Thursday, 16 November 2017

How to panic a guest domain in Solaris

I recently came across a Solaris 10 guest domain in a hung state.
I accessed its console from the primary domain but I was not able to see a login prompt or anything for that matter.

I was able to ping the server but unable to login to it via ssh.

Hence we decided to reboot the guest domain but we wanted to make sure that a crash dump was generated which could be shared with Oracle support for further analysis.

We decided to induce a kernel panic in the guest domain to ensure the generation of a crash dump on system restart.

The command used to accomplish this is ldm panic-domain.

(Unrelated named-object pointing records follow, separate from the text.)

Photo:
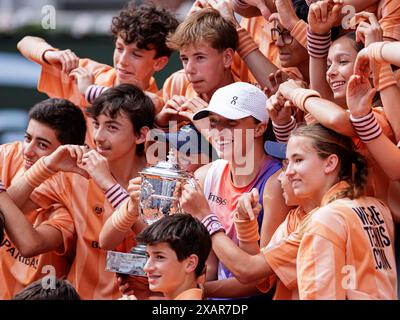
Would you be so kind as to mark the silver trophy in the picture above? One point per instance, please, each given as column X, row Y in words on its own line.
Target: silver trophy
column 159, row 191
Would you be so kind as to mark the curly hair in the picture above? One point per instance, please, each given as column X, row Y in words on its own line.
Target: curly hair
column 147, row 25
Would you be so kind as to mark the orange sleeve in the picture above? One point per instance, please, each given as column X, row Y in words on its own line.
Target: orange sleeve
column 51, row 195
column 322, row 255
column 61, row 220
column 282, row 259
column 57, row 84
column 320, row 266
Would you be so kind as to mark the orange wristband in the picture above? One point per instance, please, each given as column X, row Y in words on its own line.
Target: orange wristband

[sahil@primary-domain-p:~] $ sudo ldm panic-domain test-domain-g
[sahil@primary-domain-p:~] $ sudo ldm list test-domain-g
NAME             STATE      FLAGS   CONS    VCPU  MEMORY   UTIL  NORM  UPTIME
test-domain-g active     -t----  5002    64    158G     100%  100%  157d 1h
[sahil@primary-domain-p:~] $ sudo console test-domain-g
Trying 127.0.0.1...
Connected to localhost.
Escape character is '^]'.

Connecting to console "test-domain-g" in group "test-domain-g" ....
Press ~? for control options ..
 6:21 100% done
100% done: 1523171 pages dumped, dump succeeded
rebooting...
Resetting...
NOTICE: Entering OpenBoot.
NOTICE: Fetching Guest MD from HV.
NOTICE: Starting additional cpus.
NOTICE: Initializing LDC services.
NOTICE: Probing PCI devices.
NOTICE: Finished PCI probing.


The ldm panic-domain command ensured that a crash dump was generated when the guest domain underwent a reboot.

I hope this quick tip was helpful.

Monday, 6 November 2017

Shutdown a zone stuck in down state

While working on a patching activity I came across an issue wherein the swap file system temporarily mounted for a zone did not get unmounted properly during the installpatchset phase.

swap                   295G     8K   295G     1%    /zones/lab-zone/lu


From the zoneadm list output, I observed that the zone to which the above file system belonged to was somehow stuck in down state.

usport-lab-g# zoneadm list -icv
  ID NAME             STATUS     PATH                           BRAND    IP
   0 global           running    /                              native   shared
   7 lab-zone       down       /zones/lab-zone              native   shared

Further investigation revealed that the zoneadmd process for the zone was still active.

usport-lab-g# ps -ef | grep zoneadmd
    root  6962  6863   0 06:31:49 pts/1       0:00 grep zoneadmd
    root 21890     1   0 06:12:45 ?           0:01 zoneadmd -z lab-zone

I forcefully terminated this process with the kill command.

usport-lab-g# kill -9 21890
usport-lab-g# ps -ef | grep zoneadmd
    root  7025  6863   0 06:32:00 pts/1       0:00 grep zoneadmd

This fixed the problem and the zone was now in the installed state as I anticipated.

[ssuri@usport-lab-g:~] $ sudo zoneadm list -icv
  ID NAME             STATUS     PATH                           BRAND    IP
   0 global           running    /                              native   shared
   - lab-zone       installed  /zones/lab-zone              native   shared


I hope this quick tip was helpful for you and I thank you for reading.